Frowning on criticism “is a betrayal of the revolutionary task attendant to the ANC as a pre-eminent leader of social transformation of the country”, according to the report.
The outgoing provincial leadership’s report also took aim at the ANC’s NEC.
“It is our considered view that in many respects serious threats of destruction facing the ANC emanate from acts of commission and omission from the national leadership.”
The report pointed to a weak NEC — including the public conduct of individual members — which it said had consciously and deliberately acted to undermine unity and cohesion, and did so with impunity.
“The conduct of these NEC members cultivates and entrenches a culture of impunity that directly contradicts conference resolutions on unity and renewal, let alone its strategic missions to serve our people.
“When all of these negative things happen, the question naturally arising is: Where is our leadership? Where is the national executive committee and the national officials who are at the heart of day-to-day running of the ANC?”
The document also raises concern over the government’s classification of the July 2021 unrest as being a failed insurrection, and instead classifies it as counter-revolution.

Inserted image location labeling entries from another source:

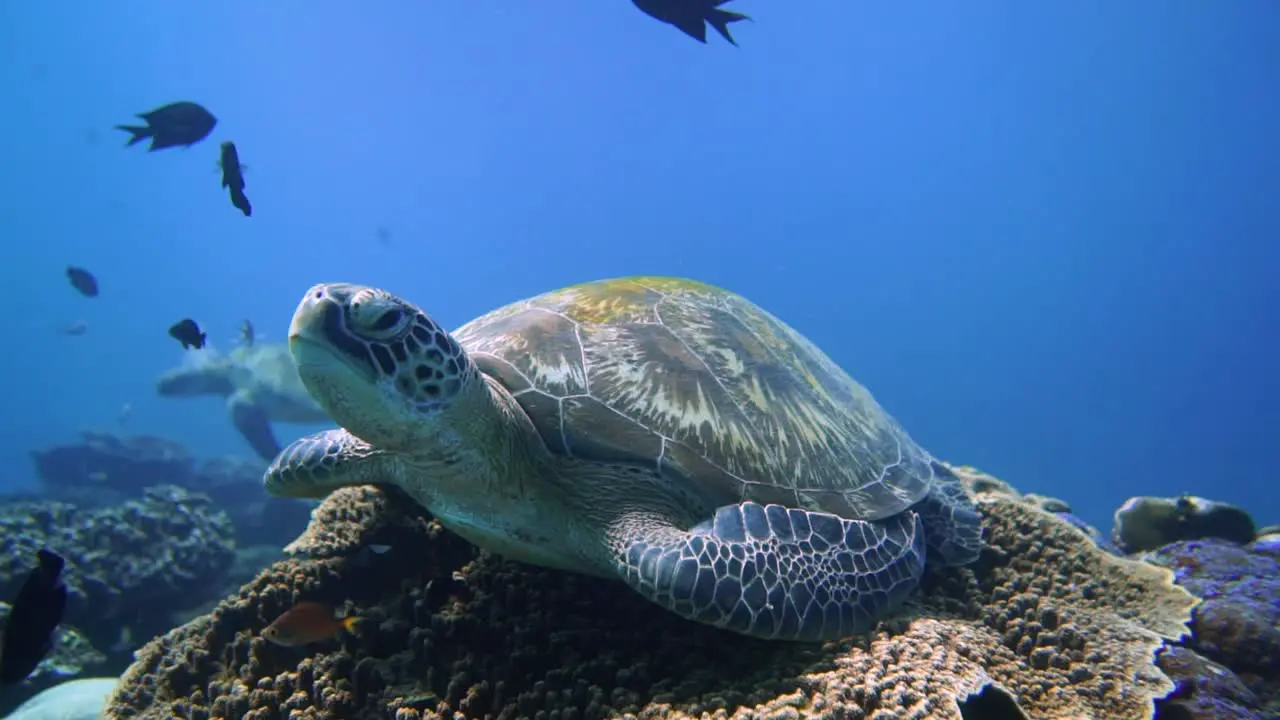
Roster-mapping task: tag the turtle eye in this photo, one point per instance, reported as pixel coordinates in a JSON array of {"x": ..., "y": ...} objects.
[{"x": 376, "y": 315}]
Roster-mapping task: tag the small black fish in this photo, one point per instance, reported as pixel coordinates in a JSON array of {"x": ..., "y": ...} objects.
[
  {"x": 28, "y": 633},
  {"x": 172, "y": 126},
  {"x": 187, "y": 332},
  {"x": 691, "y": 17},
  {"x": 82, "y": 279},
  {"x": 233, "y": 173},
  {"x": 241, "y": 203},
  {"x": 233, "y": 177}
]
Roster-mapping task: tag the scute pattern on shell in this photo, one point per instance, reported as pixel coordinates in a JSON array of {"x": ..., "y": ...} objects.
[{"x": 703, "y": 384}]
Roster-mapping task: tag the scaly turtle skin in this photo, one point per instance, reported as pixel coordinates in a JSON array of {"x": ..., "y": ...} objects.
[
  {"x": 260, "y": 383},
  {"x": 657, "y": 431}
]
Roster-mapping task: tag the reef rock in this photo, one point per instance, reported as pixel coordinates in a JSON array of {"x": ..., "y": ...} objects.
[
  {"x": 74, "y": 700},
  {"x": 126, "y": 565},
  {"x": 105, "y": 469},
  {"x": 1045, "y": 625},
  {"x": 1238, "y": 623},
  {"x": 1147, "y": 523}
]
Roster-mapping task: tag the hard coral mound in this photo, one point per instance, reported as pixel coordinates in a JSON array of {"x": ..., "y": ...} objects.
[
  {"x": 1043, "y": 627},
  {"x": 129, "y": 564}
]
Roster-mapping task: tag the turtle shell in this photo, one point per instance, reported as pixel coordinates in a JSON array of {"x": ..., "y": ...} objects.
[{"x": 707, "y": 388}]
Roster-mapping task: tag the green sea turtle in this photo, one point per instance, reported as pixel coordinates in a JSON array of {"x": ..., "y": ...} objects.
[
  {"x": 657, "y": 431},
  {"x": 260, "y": 383}
]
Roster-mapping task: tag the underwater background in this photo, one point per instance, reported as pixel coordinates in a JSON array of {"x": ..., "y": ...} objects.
[{"x": 1045, "y": 236}]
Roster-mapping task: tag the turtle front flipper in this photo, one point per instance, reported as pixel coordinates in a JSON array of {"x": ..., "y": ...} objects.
[
  {"x": 775, "y": 572},
  {"x": 254, "y": 424},
  {"x": 318, "y": 464}
]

It argues that the failure of all state security agencies to pre-empt and act with urgency to prevent or deter the violence and looting “must not be hidden under the wrong characterisation of the situation”.

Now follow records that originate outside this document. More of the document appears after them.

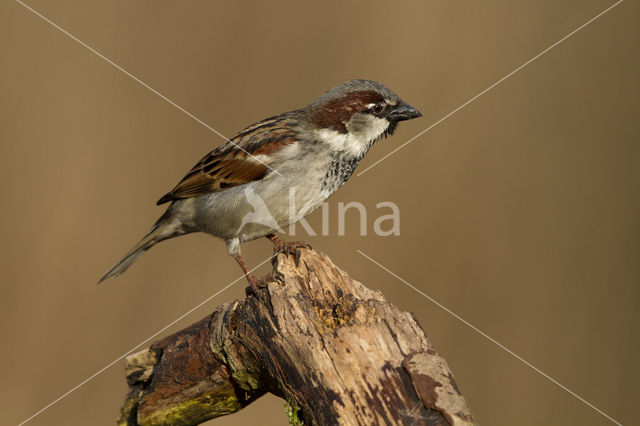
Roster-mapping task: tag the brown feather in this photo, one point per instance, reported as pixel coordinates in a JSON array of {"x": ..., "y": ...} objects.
[{"x": 234, "y": 163}]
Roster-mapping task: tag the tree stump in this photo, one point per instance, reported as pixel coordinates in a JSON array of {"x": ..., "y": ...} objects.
[{"x": 339, "y": 352}]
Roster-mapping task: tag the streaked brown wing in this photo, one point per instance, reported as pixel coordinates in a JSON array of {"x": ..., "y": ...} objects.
[{"x": 243, "y": 161}]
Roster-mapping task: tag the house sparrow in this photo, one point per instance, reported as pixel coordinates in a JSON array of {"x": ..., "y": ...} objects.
[{"x": 276, "y": 171}]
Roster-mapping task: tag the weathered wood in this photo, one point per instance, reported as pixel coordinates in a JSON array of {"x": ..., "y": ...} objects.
[{"x": 336, "y": 349}]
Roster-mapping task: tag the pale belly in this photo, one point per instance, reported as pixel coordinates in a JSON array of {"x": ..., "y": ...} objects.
[{"x": 254, "y": 210}]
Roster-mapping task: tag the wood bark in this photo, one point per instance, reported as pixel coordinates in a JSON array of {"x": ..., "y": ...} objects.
[{"x": 337, "y": 350}]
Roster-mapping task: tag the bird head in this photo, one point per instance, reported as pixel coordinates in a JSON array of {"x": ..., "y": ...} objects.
[{"x": 356, "y": 114}]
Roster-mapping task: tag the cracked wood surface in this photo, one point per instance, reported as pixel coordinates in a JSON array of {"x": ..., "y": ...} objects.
[{"x": 336, "y": 349}]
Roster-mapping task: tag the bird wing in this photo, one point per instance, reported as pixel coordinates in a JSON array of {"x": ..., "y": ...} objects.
[{"x": 244, "y": 158}]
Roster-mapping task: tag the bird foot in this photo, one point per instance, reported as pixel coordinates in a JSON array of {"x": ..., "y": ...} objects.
[
  {"x": 288, "y": 248},
  {"x": 257, "y": 285}
]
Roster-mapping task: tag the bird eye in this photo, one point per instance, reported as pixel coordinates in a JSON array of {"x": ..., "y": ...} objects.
[{"x": 377, "y": 108}]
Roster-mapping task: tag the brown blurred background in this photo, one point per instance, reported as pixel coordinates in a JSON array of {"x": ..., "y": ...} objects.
[{"x": 520, "y": 212}]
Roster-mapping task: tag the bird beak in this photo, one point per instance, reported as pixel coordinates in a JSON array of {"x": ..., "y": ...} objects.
[{"x": 403, "y": 111}]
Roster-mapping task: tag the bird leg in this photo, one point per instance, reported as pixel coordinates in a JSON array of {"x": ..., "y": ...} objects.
[
  {"x": 253, "y": 282},
  {"x": 288, "y": 248}
]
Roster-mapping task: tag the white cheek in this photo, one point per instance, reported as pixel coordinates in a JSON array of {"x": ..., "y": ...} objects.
[{"x": 355, "y": 143}]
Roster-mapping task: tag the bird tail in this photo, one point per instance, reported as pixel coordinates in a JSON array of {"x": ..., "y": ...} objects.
[{"x": 160, "y": 231}]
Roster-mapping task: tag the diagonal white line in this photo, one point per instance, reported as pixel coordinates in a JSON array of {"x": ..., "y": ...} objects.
[
  {"x": 127, "y": 73},
  {"x": 477, "y": 330},
  {"x": 491, "y": 87},
  {"x": 121, "y": 357}
]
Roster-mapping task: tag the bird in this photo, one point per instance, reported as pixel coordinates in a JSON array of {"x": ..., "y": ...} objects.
[{"x": 276, "y": 171}]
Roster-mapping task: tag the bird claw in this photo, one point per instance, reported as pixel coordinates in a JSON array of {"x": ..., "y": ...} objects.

“The ANC provincial leadership expressed deep concern with the national narratives which started and evolved from characterising the situation as a coup, ethnic mobilisation and later insurrection, which is designed to topple the ANC led government at the helm of Ramaphosa.”
The report says it was a number of blunders by Zuma, the judiciary and the ANC that triggered the unrest.
The provincial leaders noted that Zuma’s refusal to respect the constitutional court decision compelling him to appear before the Zondo commission, which led to his arrest for contempt of court, could have been avoided.
The report also said that Chief Justice Raymond Zondo had contaminated the judicial process. It accused Zondo of “abusing the judiciary” by directly approaching the constitutional court to compel Zuma to appear before the commission.
The majority concourt judgment had created a “Zuma law”, according to the report, that was in violation of all applicable laws and international laws. Added to this, the “combative” language of that judgment was indicative of a departure from accepted procedure which had led to a decision fuelled by emotion.
Zuma had been hung out to dry, according to the report, and “wittingly or unwittingly” had been projected “as the face of corruption and everything wrong that happened in the ANC and government” without the party trying to aggressively combat the “wrong” narrative that his presidency had been “nine wasted years”.